In an effort to strengthen conformity to laws and regulations, Congress passed the Federal Civil Penalties Inflation Adjustment Act Improvements Act of 2015, more commonly known as the Inflation Adjustment Act. The Act’s intent is to adjust civil monetary penalties for annual inflation. It’s safe to say that an action left unpunished will be (repeatedly) committed again in the future. By including an adjustment for inflation, monetary punishment will reduce the risk of further noncompliance with laws and regulations. Prior to the adjusted increase, many companies paid the penalties for violations since it was economically more beneficial than following the mandates. Increasing the penalties should have the intended outcome – hit ‘em where it hurts and there’s a better chance of conformity.

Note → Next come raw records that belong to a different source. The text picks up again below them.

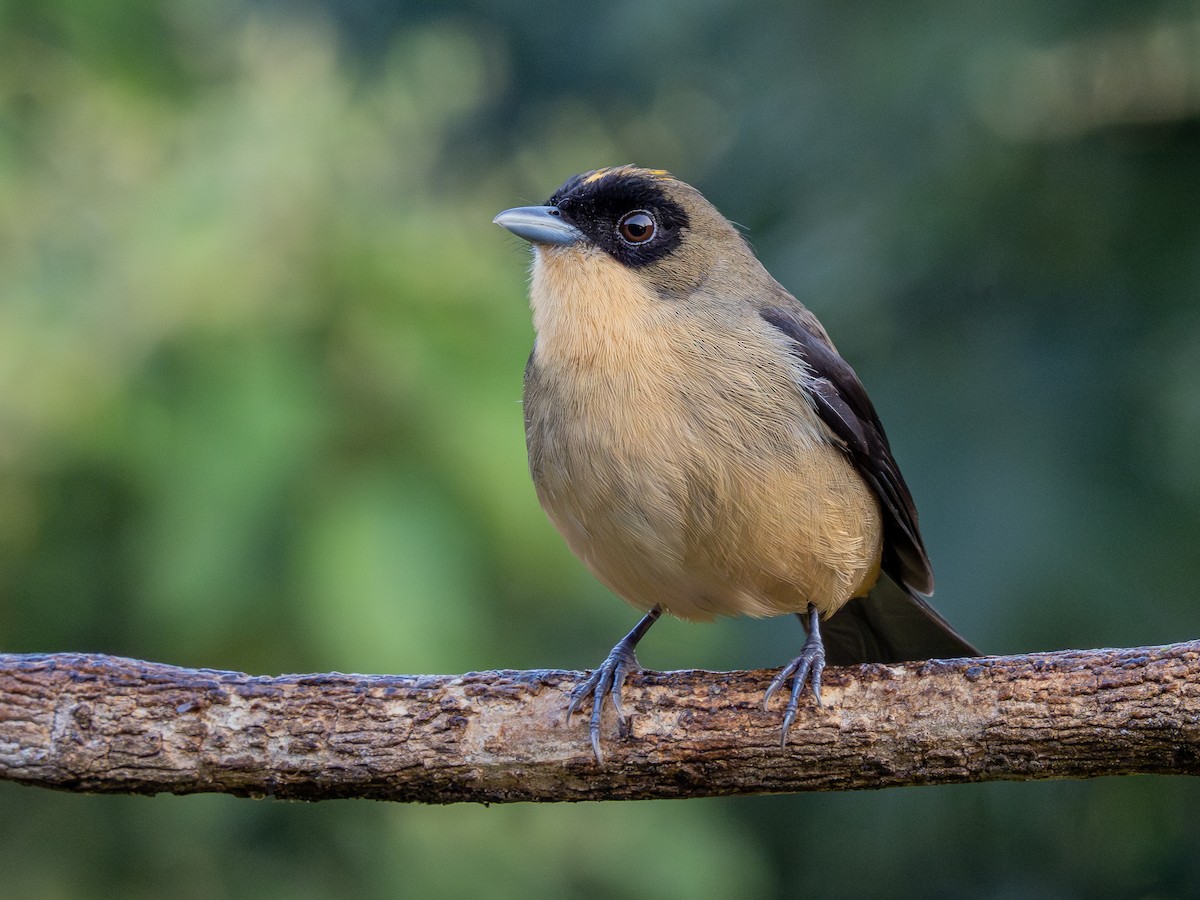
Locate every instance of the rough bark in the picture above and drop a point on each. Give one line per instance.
(103, 724)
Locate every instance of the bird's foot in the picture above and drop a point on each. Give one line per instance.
(803, 670)
(607, 681)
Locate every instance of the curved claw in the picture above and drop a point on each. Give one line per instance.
(803, 670)
(607, 681)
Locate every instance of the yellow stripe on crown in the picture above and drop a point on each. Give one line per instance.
(625, 171)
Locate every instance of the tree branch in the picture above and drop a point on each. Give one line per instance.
(105, 724)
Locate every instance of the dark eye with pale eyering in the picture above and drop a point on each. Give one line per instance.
(636, 227)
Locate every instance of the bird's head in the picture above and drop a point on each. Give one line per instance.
(654, 228)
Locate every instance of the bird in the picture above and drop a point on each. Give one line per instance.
(701, 445)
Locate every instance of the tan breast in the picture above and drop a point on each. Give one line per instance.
(678, 457)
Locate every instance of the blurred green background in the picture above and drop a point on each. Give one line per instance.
(261, 355)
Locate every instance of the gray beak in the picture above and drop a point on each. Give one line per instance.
(539, 225)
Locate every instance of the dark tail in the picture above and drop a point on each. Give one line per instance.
(891, 624)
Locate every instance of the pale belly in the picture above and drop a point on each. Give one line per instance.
(702, 504)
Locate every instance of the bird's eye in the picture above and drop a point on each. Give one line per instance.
(636, 227)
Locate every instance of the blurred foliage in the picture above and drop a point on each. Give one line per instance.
(261, 359)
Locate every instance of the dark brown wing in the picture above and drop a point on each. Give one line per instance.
(844, 407)
(894, 623)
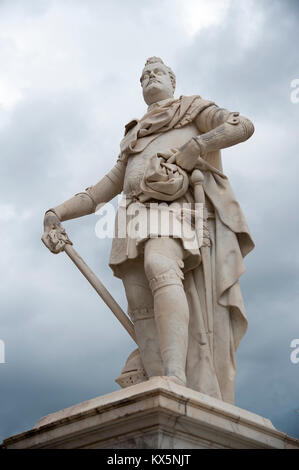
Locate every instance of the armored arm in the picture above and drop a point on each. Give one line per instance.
(219, 129)
(87, 202)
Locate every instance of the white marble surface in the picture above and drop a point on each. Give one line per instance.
(157, 414)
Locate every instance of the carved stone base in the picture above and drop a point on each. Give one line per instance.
(156, 414)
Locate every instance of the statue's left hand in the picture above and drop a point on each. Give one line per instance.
(187, 155)
(54, 237)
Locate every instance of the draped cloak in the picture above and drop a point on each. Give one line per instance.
(212, 374)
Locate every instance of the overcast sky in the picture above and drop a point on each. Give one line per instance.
(69, 81)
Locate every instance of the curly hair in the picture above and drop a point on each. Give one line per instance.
(155, 60)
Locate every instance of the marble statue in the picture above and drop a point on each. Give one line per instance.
(184, 299)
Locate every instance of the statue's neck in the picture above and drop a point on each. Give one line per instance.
(160, 103)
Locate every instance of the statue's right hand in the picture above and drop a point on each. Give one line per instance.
(54, 236)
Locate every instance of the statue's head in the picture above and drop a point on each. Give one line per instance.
(157, 81)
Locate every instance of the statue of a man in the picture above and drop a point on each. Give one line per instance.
(169, 285)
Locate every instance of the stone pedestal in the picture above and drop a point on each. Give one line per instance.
(157, 414)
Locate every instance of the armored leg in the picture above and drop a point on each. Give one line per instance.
(163, 260)
(141, 311)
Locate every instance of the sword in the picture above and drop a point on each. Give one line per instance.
(59, 236)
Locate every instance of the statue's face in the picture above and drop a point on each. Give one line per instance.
(156, 83)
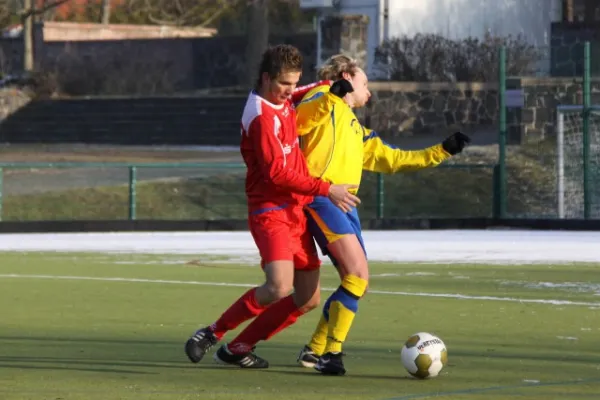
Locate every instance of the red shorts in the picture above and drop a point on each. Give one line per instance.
(282, 234)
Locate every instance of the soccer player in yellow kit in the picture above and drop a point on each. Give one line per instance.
(337, 149)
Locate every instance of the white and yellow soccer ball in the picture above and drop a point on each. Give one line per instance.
(424, 355)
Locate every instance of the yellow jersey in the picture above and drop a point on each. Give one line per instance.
(337, 147)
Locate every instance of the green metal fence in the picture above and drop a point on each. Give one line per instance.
(564, 167)
(108, 191)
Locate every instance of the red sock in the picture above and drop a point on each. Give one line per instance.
(276, 318)
(243, 309)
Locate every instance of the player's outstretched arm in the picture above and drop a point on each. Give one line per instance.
(380, 156)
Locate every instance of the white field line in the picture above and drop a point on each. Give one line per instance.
(384, 292)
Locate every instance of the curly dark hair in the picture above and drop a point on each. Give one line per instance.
(279, 59)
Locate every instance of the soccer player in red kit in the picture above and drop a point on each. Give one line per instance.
(278, 186)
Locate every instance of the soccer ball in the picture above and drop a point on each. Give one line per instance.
(424, 355)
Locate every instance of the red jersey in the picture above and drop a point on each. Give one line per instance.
(277, 173)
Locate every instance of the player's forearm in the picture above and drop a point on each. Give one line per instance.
(418, 159)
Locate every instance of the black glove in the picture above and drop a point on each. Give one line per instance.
(341, 88)
(455, 143)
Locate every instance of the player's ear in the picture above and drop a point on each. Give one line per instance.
(266, 79)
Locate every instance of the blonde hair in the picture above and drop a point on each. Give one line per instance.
(335, 66)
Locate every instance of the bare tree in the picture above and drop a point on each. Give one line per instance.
(105, 19)
(27, 16)
(568, 10)
(258, 37)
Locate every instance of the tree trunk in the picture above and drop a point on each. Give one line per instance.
(590, 10)
(568, 11)
(105, 12)
(27, 22)
(258, 38)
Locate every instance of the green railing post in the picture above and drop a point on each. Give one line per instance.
(380, 196)
(1, 190)
(501, 201)
(132, 192)
(586, 131)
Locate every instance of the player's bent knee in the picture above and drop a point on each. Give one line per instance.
(307, 304)
(280, 281)
(350, 256)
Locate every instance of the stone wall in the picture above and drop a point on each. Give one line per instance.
(403, 109)
(409, 108)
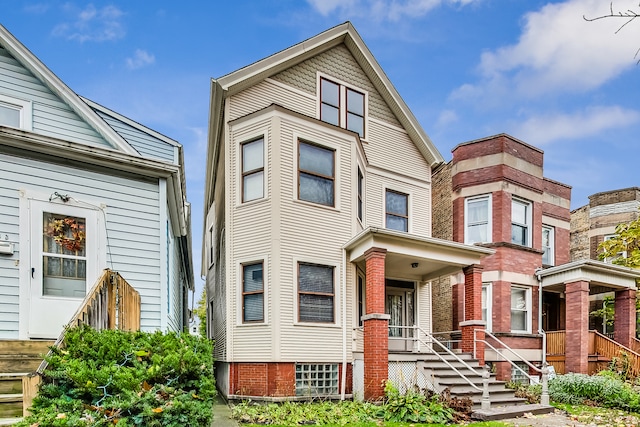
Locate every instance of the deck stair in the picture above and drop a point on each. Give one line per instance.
(17, 359)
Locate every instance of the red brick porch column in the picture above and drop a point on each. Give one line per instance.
(625, 317)
(376, 327)
(473, 312)
(577, 314)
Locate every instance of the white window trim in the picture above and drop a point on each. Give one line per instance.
(552, 243)
(321, 142)
(343, 100)
(489, 217)
(489, 304)
(240, 185)
(265, 287)
(24, 107)
(409, 206)
(528, 219)
(529, 309)
(337, 286)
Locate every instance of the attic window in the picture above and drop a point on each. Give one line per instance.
(342, 106)
(15, 113)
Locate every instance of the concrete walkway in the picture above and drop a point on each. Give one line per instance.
(222, 414)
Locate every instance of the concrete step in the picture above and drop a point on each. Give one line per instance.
(504, 412)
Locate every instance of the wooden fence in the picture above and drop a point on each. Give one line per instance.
(112, 303)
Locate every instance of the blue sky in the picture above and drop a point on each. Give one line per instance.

An area commonly overlooked by management and those charged with governance is the area of employee benefit plans, specifically ERISA-governed retirement plans. A lack of understanding in the fiduciary responsibilities of plan sponsors has led to an overall failure in monitoring plan activity and investment performance. This lack of oversight is the primary reason why participants are paying more in hidden fees, the investment platform is underperforming, and a general aura of “unpreparedness” surrounds participant retirement.
The lack of due care given by Plan Sponsors has not gone unnoticed by the Department of Labor (“DOL”). In an effort to follow suit, the Employee Benefits Security Administration (“EBSA”), the administrative arm of the DOL dedicated to administering, regulating, and enforcing the provisions of the Employee Retirement Income Security Act of 1974 (“ERISA”), published its own regulation that increases penalties as they relate specifically to employee benefit plans. Prior to the increase, penalties did not have the deterrent effect the federal government had hoped for. With the increase in retirement plan investigations spearheaded by EBSA, plan sponsors who have undergone such investigations have been slammed with crippling fees for violations, many of which are multiplied per day and by participant. These punitive damages have had the intended result with the targeted population; they have been conditioned into compliance. Those who fail to take heed will risk lining federal coffers. If you have an employee benefit plan, it’s no longer a question of “if” but rather “when” the plan will be investigated.
The updated penalties, which became effective August 1, 2016, apply to assessments after August 1, 2016 for those violations that occurred after November 2, 2015.